Wasserstoff könnte ein geopolitischer Wendepunkt sein
Wien / Dasfazit
Wasserstoff könnte für Länder, die derzeit von der Einfuhr fossiler Brennstoffe abhängig sind, aber über ein großes Potenzial an erneuerbaren Energien verfügen - wie Chile, Marokko und Namibia - einen geopolitischen Wendepunkt darstellen, so Thijs Van De Graaf, außerordentlicher Professor an der Universität Gent, Belgien, in seinen Ausführungen im Scramble for Energy-Bericht des Internationalen Währungsfonds (IWF), berichtet Dasfazit.
"Ein deutsches Konsortium entwickelt ein grünes Wasserstoffprojekt in Namibia im Wert von 9,4 Milliarden Dollar, was ungefähr dem BIP des Landes entspricht.

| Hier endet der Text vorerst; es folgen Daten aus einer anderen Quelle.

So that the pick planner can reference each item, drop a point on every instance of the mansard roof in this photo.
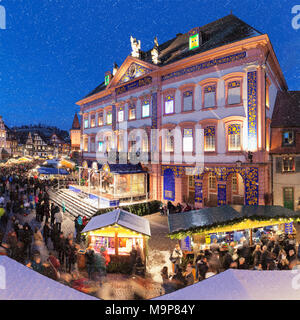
(221, 32)
(287, 109)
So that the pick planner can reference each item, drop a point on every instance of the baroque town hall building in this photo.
(223, 78)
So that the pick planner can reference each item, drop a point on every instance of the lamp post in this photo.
(58, 174)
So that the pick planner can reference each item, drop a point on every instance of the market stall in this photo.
(118, 231)
(241, 285)
(196, 229)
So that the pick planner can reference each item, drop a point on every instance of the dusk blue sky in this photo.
(54, 52)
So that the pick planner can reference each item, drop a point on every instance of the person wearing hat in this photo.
(225, 256)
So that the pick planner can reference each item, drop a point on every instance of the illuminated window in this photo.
(209, 96)
(210, 139)
(107, 79)
(288, 138)
(212, 181)
(169, 141)
(288, 164)
(108, 143)
(194, 38)
(109, 117)
(268, 93)
(188, 140)
(188, 100)
(132, 113)
(93, 121)
(92, 144)
(146, 109)
(121, 142)
(145, 144)
(85, 144)
(169, 104)
(234, 137)
(100, 119)
(121, 115)
(234, 181)
(86, 122)
(234, 92)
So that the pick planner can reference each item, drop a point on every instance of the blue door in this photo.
(169, 185)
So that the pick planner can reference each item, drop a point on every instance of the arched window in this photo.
(209, 96)
(169, 104)
(234, 137)
(146, 108)
(212, 181)
(210, 139)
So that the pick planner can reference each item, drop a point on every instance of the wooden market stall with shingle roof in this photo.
(117, 231)
(197, 224)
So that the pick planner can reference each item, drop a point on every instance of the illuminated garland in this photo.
(239, 223)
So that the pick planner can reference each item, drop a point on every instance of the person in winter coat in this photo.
(176, 257)
(100, 267)
(38, 238)
(256, 256)
(90, 261)
(106, 256)
(70, 255)
(58, 219)
(202, 267)
(27, 239)
(52, 214)
(36, 264)
(61, 245)
(46, 232)
(78, 228)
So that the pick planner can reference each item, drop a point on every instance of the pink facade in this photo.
(227, 93)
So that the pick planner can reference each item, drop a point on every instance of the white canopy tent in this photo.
(18, 282)
(242, 285)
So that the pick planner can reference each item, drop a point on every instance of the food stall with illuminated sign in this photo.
(113, 184)
(117, 231)
(195, 229)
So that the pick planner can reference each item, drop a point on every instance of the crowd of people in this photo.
(270, 252)
(39, 243)
(169, 208)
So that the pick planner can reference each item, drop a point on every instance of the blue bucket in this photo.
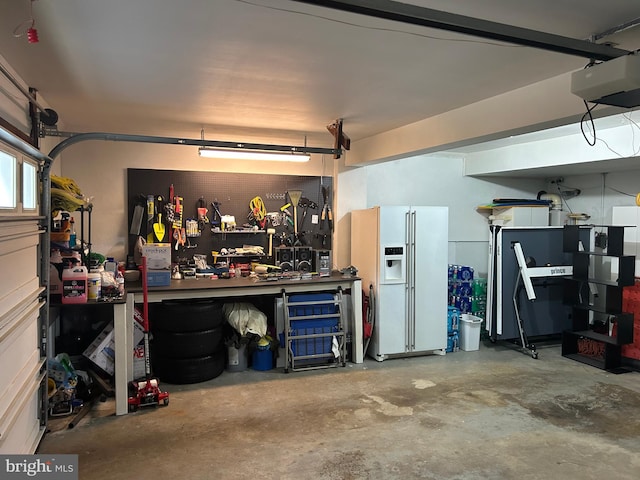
(262, 359)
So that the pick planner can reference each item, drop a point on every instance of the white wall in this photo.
(100, 167)
(433, 180)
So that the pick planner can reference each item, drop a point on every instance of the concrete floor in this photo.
(491, 414)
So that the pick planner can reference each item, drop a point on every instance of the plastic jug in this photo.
(74, 284)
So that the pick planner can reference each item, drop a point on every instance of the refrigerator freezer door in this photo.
(393, 245)
(429, 258)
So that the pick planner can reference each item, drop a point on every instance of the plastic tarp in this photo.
(245, 318)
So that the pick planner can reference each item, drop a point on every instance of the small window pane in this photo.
(29, 186)
(7, 180)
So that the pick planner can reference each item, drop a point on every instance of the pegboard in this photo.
(233, 191)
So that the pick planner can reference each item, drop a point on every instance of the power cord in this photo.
(588, 116)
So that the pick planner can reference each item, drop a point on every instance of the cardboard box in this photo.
(158, 278)
(158, 256)
(102, 350)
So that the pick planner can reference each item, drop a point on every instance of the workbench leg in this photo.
(357, 341)
(123, 334)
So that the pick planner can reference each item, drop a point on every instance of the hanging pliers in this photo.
(326, 210)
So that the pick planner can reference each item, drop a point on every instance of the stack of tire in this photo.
(187, 341)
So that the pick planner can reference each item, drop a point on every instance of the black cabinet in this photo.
(599, 326)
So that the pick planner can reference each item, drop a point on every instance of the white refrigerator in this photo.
(403, 253)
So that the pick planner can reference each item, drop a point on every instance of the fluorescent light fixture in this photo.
(253, 155)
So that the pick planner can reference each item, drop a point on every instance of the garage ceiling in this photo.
(279, 70)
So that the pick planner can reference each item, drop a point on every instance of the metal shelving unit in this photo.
(314, 333)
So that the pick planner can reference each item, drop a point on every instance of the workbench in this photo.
(222, 289)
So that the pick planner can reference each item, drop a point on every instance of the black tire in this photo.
(180, 371)
(187, 344)
(191, 315)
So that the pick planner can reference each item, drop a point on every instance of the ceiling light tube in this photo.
(253, 155)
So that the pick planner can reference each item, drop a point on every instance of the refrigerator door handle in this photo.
(412, 267)
(407, 285)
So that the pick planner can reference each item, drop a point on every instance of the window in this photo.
(29, 186)
(8, 167)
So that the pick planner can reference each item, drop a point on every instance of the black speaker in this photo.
(285, 258)
(304, 259)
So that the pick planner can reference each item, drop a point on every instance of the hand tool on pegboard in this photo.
(201, 207)
(326, 209)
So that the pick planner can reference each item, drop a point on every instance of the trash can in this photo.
(469, 332)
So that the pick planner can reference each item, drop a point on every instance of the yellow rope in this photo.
(258, 209)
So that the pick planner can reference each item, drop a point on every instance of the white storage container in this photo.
(470, 332)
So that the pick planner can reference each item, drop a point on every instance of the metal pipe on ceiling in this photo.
(23, 90)
(117, 137)
(427, 17)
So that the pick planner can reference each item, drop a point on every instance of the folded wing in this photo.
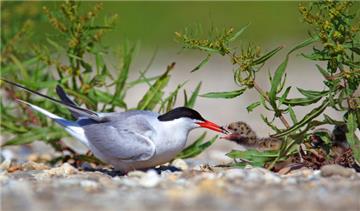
(129, 139)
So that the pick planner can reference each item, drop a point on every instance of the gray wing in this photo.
(126, 140)
(66, 99)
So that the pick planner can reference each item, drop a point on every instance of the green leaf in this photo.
(355, 50)
(238, 33)
(197, 147)
(226, 95)
(276, 82)
(292, 115)
(123, 76)
(105, 97)
(301, 101)
(253, 156)
(312, 93)
(202, 63)
(267, 56)
(252, 106)
(154, 94)
(268, 123)
(35, 134)
(83, 98)
(169, 101)
(192, 100)
(351, 138)
(322, 71)
(307, 118)
(210, 50)
(284, 96)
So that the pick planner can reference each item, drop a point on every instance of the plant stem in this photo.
(281, 117)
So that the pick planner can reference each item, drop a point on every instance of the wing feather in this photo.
(126, 140)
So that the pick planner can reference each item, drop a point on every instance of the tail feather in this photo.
(65, 99)
(72, 107)
(71, 127)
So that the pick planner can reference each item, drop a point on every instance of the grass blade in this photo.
(202, 63)
(276, 82)
(351, 138)
(192, 100)
(267, 56)
(238, 33)
(307, 118)
(153, 95)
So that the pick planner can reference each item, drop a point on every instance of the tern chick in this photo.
(241, 133)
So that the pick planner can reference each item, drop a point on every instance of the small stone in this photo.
(64, 170)
(3, 177)
(5, 165)
(253, 176)
(180, 164)
(290, 181)
(150, 180)
(136, 174)
(30, 165)
(272, 178)
(89, 185)
(330, 170)
(285, 170)
(234, 174)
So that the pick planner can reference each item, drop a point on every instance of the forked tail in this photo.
(71, 127)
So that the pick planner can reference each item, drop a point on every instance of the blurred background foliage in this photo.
(154, 23)
(83, 57)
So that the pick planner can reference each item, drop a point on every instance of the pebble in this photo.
(89, 185)
(331, 170)
(64, 170)
(30, 165)
(150, 180)
(234, 173)
(272, 178)
(180, 164)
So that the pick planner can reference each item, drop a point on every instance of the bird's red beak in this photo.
(212, 126)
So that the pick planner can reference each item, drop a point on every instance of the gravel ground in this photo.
(38, 187)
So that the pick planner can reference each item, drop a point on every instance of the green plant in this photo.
(336, 31)
(75, 58)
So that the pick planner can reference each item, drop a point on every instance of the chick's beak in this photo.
(212, 126)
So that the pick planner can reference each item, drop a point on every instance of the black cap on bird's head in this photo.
(181, 112)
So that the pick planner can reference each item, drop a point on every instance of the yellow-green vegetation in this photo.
(335, 42)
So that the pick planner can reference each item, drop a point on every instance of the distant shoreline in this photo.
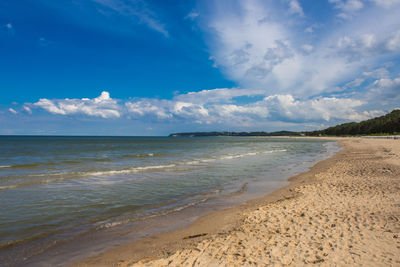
(222, 230)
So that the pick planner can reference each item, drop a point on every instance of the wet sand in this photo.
(344, 211)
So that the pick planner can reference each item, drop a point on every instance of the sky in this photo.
(133, 67)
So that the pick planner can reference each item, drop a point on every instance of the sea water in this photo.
(54, 190)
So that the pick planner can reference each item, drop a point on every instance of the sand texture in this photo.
(345, 214)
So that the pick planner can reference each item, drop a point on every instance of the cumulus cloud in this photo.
(257, 49)
(295, 8)
(386, 3)
(347, 7)
(220, 106)
(27, 109)
(101, 106)
(385, 89)
(13, 111)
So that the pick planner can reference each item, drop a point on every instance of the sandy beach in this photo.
(344, 211)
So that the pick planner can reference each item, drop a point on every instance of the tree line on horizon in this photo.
(386, 124)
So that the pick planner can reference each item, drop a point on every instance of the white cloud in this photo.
(192, 15)
(101, 106)
(347, 7)
(257, 49)
(386, 3)
(307, 48)
(13, 111)
(27, 109)
(385, 90)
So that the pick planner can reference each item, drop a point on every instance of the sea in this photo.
(63, 198)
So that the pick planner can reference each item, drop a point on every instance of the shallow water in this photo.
(54, 189)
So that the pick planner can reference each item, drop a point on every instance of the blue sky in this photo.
(130, 67)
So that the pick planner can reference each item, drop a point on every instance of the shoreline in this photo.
(219, 222)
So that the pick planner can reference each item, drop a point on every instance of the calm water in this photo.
(54, 189)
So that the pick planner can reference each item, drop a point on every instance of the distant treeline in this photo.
(204, 134)
(387, 124)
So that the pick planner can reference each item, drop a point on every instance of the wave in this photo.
(141, 155)
(152, 168)
(5, 166)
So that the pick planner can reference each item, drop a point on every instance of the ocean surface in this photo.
(58, 190)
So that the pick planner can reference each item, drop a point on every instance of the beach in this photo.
(344, 211)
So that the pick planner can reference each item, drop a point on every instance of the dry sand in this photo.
(344, 211)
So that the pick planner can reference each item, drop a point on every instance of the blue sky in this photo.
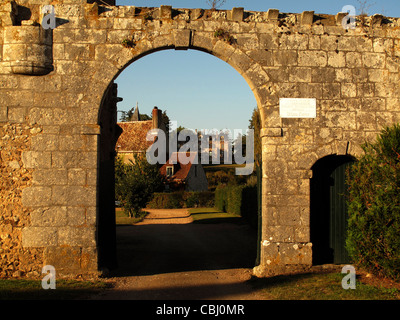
(198, 90)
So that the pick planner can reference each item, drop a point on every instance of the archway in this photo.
(108, 137)
(328, 210)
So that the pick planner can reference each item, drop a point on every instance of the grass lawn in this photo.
(212, 215)
(123, 219)
(224, 167)
(320, 286)
(65, 289)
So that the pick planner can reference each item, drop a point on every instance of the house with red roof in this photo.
(133, 138)
(182, 172)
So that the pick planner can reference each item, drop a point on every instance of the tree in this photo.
(373, 240)
(215, 4)
(135, 183)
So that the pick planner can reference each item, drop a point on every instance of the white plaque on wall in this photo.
(297, 108)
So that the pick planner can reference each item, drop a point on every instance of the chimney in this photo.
(156, 118)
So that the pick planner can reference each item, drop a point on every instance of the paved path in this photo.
(167, 257)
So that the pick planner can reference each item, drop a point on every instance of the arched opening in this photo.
(328, 210)
(110, 131)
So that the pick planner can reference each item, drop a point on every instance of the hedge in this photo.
(373, 239)
(182, 199)
(238, 199)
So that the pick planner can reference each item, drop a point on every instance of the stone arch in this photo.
(118, 59)
(110, 69)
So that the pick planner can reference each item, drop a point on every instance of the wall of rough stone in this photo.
(52, 89)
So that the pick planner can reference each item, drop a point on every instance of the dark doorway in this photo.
(109, 133)
(328, 210)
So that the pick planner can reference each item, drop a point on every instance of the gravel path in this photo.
(167, 257)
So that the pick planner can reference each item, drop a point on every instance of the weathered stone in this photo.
(52, 137)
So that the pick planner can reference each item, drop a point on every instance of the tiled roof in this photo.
(180, 170)
(133, 137)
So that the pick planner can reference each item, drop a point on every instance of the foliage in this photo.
(240, 200)
(135, 183)
(182, 199)
(373, 239)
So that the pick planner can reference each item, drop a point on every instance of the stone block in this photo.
(307, 17)
(39, 236)
(76, 177)
(36, 159)
(271, 132)
(315, 58)
(165, 12)
(48, 177)
(76, 216)
(49, 217)
(237, 14)
(66, 260)
(272, 14)
(183, 39)
(36, 196)
(3, 114)
(77, 236)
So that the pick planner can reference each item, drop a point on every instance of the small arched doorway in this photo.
(328, 210)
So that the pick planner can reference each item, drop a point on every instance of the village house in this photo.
(182, 176)
(133, 138)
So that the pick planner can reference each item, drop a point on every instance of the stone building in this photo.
(58, 131)
(133, 137)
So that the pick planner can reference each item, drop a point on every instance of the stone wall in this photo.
(53, 86)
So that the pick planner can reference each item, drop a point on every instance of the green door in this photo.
(338, 214)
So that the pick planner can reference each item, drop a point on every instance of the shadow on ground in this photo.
(166, 248)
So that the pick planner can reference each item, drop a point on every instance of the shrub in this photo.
(135, 184)
(181, 199)
(240, 200)
(373, 240)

Ägypten, Gastgeber des COP27-Klimagipfels, hat allein in diesem Jahr Investitionszusagen von mehr als 40 Milliarden Dollar für grüne Wasserstoff- und grüne Ammoniakprojekte erhalten. Kein Kontinent verfügt über ein besseres technisches Potenzial für die Herstellung von billigem grünem Wasserstoff als Afrika", so Thijs Van De Graaf.
Der Experte weist darauf hin, dass viele Hindernisse überwunden werden müssen, um sauberen Wasserstoff in großem Maßstab zu produzieren, und dass dafür eine internationale Governance erforderlich ist.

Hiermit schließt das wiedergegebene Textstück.